No es fácil hablar sobre el amor porque es un sentimiento difuso, líquido, y trasvasable (pienso que esta palabra no existe, la inventé en un poema: me hizo falta). Además de ser un tema incluso espinoso desde el punto de vista íntimo y político (cuidado acá con lo de la fluidez, con lo de la liquidez, cuidado), hablar sobre él resulta cursi.

Las alarmas se encienden de nuevo. ¿Qué haces? Sal de ahí.

Sal de ahí. Tienes todo qué perder.

Pero me encuentro de nuevo ante la pantalla. Me digo: no definirás al amor porque esto es imposible. Recuerda, en cambio.

Dijo M un día, cuando le pregunté por su vida amorosa: No estoy seguro de mi vida amorosa. Qué pregunta tan cargada. (¿Cargada? Pero si es tan simple, pensé). Dijo M: Es difícil responder considerando que existe love, Love, LOVE (hablábamos en inglés, textéabamos, más bien, y usó altas y bajas: ciberlenguaje: requiere estas distinciones).

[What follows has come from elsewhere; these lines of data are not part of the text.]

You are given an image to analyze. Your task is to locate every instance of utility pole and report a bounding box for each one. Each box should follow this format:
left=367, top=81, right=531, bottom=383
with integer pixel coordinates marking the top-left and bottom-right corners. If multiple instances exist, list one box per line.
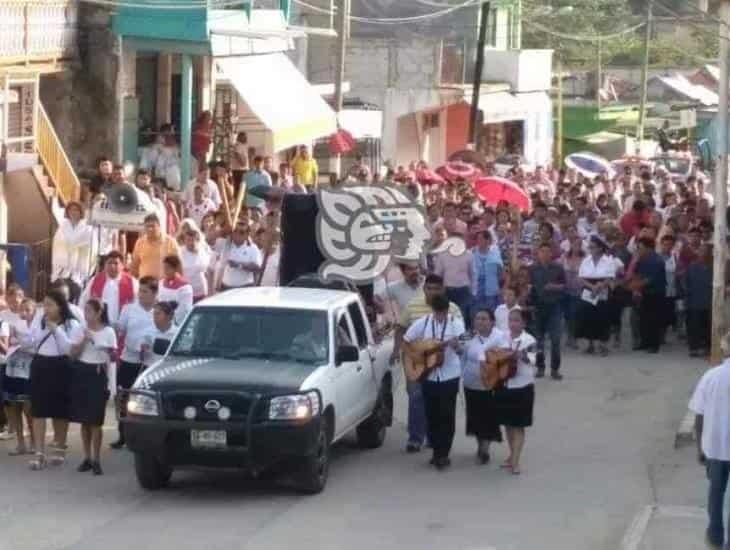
left=333, top=0, right=350, bottom=179
left=711, top=0, right=730, bottom=364
left=469, top=1, right=490, bottom=144
left=556, top=55, right=563, bottom=164
left=596, top=39, right=602, bottom=113
left=636, top=0, right=653, bottom=154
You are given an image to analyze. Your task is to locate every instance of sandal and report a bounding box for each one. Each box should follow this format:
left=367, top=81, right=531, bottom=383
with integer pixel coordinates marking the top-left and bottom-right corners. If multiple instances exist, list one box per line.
left=48, top=449, right=66, bottom=466
left=9, top=446, right=29, bottom=456
left=511, top=467, right=521, bottom=475
left=29, top=453, right=46, bottom=470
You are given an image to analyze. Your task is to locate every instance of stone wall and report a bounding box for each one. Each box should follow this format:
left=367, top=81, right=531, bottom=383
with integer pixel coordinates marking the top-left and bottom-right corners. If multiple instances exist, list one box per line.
left=40, top=4, right=121, bottom=176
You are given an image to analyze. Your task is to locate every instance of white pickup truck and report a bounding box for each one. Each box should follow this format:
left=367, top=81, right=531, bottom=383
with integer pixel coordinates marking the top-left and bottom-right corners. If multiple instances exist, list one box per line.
left=123, top=287, right=395, bottom=494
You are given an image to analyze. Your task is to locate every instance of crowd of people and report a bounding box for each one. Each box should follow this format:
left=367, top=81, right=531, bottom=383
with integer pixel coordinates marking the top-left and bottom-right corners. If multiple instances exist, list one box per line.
left=0, top=136, right=722, bottom=483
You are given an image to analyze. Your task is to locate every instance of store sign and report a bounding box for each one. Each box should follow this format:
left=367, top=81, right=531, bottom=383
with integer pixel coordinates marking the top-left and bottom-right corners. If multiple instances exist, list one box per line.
left=20, top=84, right=35, bottom=153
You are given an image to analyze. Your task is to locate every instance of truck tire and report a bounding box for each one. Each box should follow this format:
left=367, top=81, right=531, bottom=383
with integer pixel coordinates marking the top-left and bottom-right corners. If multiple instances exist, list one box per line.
left=296, top=418, right=330, bottom=495
left=134, top=452, right=172, bottom=490
left=356, top=384, right=391, bottom=449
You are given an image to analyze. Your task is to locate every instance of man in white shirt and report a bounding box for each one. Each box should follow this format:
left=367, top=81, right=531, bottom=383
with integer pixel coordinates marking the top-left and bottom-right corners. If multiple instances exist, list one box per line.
left=111, top=276, right=158, bottom=449
left=689, top=332, right=730, bottom=548
left=79, top=251, right=139, bottom=325
left=218, top=222, right=263, bottom=290
left=403, top=294, right=465, bottom=470
left=183, top=165, right=222, bottom=210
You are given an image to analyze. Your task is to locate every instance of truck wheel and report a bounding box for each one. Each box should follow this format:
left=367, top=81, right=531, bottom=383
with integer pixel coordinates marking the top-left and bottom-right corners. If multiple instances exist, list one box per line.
left=356, top=384, right=391, bottom=449
left=134, top=452, right=172, bottom=490
left=296, top=419, right=330, bottom=495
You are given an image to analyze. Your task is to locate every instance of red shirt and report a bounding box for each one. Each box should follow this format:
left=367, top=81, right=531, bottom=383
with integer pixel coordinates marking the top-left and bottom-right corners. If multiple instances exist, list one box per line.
left=620, top=209, right=651, bottom=237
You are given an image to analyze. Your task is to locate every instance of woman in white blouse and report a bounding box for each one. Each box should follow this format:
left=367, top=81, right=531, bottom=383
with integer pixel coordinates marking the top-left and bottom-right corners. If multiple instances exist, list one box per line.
left=141, top=301, right=178, bottom=368
left=495, top=309, right=537, bottom=476
left=52, top=202, right=92, bottom=284
left=180, top=228, right=212, bottom=301
left=69, top=299, right=117, bottom=475
left=22, top=290, right=81, bottom=470
left=576, top=235, right=618, bottom=356
left=462, top=308, right=509, bottom=464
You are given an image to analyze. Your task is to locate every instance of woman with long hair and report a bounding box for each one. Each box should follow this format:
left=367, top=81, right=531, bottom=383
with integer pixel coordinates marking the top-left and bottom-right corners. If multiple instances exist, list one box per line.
left=462, top=309, right=509, bottom=464
left=23, top=290, right=81, bottom=470
left=69, top=299, right=116, bottom=475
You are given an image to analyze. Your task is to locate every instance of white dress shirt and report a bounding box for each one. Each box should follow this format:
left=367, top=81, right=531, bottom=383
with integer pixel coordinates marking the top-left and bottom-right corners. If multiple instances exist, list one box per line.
left=220, top=240, right=263, bottom=288
left=404, top=313, right=465, bottom=382
left=578, top=254, right=619, bottom=303
left=116, top=302, right=155, bottom=364
left=180, top=248, right=211, bottom=298
left=462, top=329, right=509, bottom=390
left=689, top=359, right=730, bottom=461
left=80, top=274, right=139, bottom=325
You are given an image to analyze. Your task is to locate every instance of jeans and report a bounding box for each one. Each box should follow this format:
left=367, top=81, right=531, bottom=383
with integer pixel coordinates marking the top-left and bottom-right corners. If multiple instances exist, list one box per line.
left=421, top=378, right=460, bottom=459
left=446, top=286, right=473, bottom=328
left=707, top=459, right=730, bottom=546
left=534, top=303, right=562, bottom=372
left=406, top=380, right=427, bottom=446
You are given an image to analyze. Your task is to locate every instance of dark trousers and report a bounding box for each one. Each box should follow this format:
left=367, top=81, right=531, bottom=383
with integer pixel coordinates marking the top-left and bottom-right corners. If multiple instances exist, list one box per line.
left=687, top=309, right=711, bottom=352
left=639, top=294, right=663, bottom=351
left=116, top=361, right=145, bottom=441
left=534, top=303, right=562, bottom=372
left=707, top=459, right=730, bottom=546
left=446, top=286, right=473, bottom=329
left=421, top=378, right=459, bottom=460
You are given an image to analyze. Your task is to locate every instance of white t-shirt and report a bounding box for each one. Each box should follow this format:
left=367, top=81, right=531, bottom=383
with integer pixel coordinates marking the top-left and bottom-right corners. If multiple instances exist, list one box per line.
left=144, top=325, right=178, bottom=367
left=180, top=247, right=212, bottom=298
left=72, top=325, right=117, bottom=365
left=187, top=198, right=217, bottom=228
left=503, top=331, right=537, bottom=389
left=461, top=329, right=509, bottom=390
left=403, top=313, right=465, bottom=382
left=494, top=303, right=521, bottom=333
left=221, top=241, right=263, bottom=288
left=578, top=254, right=619, bottom=303
left=116, top=302, right=155, bottom=364
left=689, top=360, right=730, bottom=461
left=22, top=317, right=81, bottom=357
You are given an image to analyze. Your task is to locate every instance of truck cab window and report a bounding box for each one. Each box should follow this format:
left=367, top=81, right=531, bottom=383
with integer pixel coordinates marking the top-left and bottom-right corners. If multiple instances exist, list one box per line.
left=347, top=302, right=368, bottom=349
left=337, top=315, right=353, bottom=348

Si alguien me preguntara por mi vida amorosa no sabría qué decir, concluyó M. Entonces dijo: Me sería más fácil responder preguntas como ¿Vives en un harem?, ¿tienes una novia?, ¿duermes con alguien?

M, hay que decirlo, es brillante. Con su respuesta dio cuenta de la insuficiencia del término love, pero también de algo más, de lo relevante de la práctica. Lo importante, me digo, es la conversión del nombre en verbo.

Según S, la manera en que la humanidad en tiempos y espacios contemporáneos se ha aproximado al amor evidencia una enorme falla. Una grieta tectónica profunda y peligrosa (esto lo digo yo, esto es lo que entiendo de lo que mi amiga dice). Si este sistema, este mundo, nos dejara vivir el amor de forma expansiva, entender y vivirlo tal como es, sin etiquetas ni controles, no temeríamos expresarnos libremente, dice S. Seríamos mucho más felices, concluye.

No podría estar más de acuerdo, S. Eres una genia (por cierto, según el Diccionario de la Real Academia Española, o ningún otro, si a ver vamos y fuimos, la palabra femenina genia no existe más que como sufijo, como:

“–genia: Significa ‘origen’ o ‘proceso de formación’. Orogenia, patogenia.”

Para las personas inteligentes está el vocablo masculino “Genio: Índole o condición según la que se obra comúnmente. / Capacidad mental extraordinaria. Calderón es un genio”.

(Hmmm).

Volviendo al amor y hablando de mujeres brillantes, de genias, que originan y tienen una capacidad mental extraordinaria, digamos, hace poco escuché a la poeta y traductora mexicana Jeanette Clariond en el Instituto Cervantes de New York. Un rastro, el rastro de una frase que escuché de su voz, me asiste ahora. Dijo: “Cuando amas, amas a todas las personas que has amado antes. Cuando haces el amor, llevas contigo en ese acto a todas las personas que has amado antes.”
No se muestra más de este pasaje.